Lao Tzu

1 post

The Paradoxical Poetry of Tao Te Ching

The Tao is the way. Too bad Machiavelli never heard of it. Or got to read it. If he had, The Prince might have been a different fellow. An unrecognizable one, in fact.

I like to read Lao Tzu’s paradoxical pages every now and then, and when I do, I reach for my copy of Tao Te Ching.  The wisdom here is unsettlingly logical. So un-Western. And in this day and age, sadly, so un-Eastern, too.

Here is one entry I particularly enjoyed. Like rivers and streams, the metaphor is simple yet deep. If only a few leaders I know (their weaknesses exposed one Tweet at a time) would read it. But that won’t happen unless it is read aloud to him. On Fox Channel story time.
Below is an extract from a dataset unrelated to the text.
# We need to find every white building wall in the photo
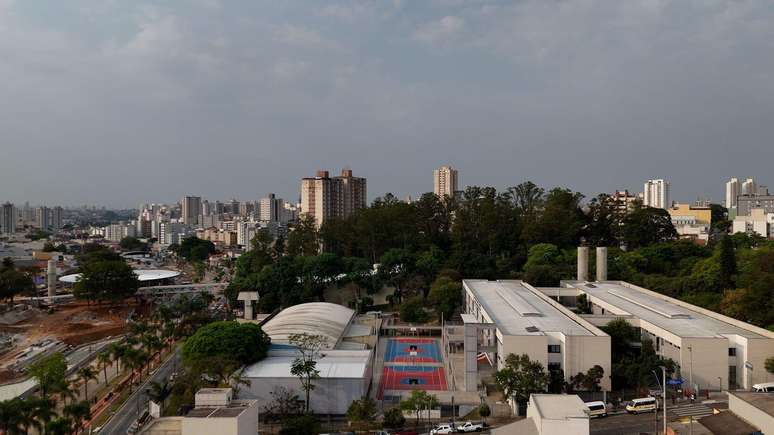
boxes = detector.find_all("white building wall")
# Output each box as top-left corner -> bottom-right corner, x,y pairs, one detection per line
243,373 -> 370,415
Which gives the fox–an otherwise fine animal–a bad name.


From Tao Te Ching:

The reason the river and sea can be regarded as
The rulers of all the valley streams
Is because of their being below them.
Therefore they can be their rulers.
So if you want to be over people
You must speak humbly to them.
If you want to lead them
You must place yourself behind them.

Thus the sage is positioned above
And the people do not feel oppressed.
He is in front and they feel nothing wrong.
Therefore they like to push him front and never resent him.

Since he does not contend

No one can contend with him.


The moral of our story: Lead from behind. Get on top from below. Be humble! Most of us have lost our way!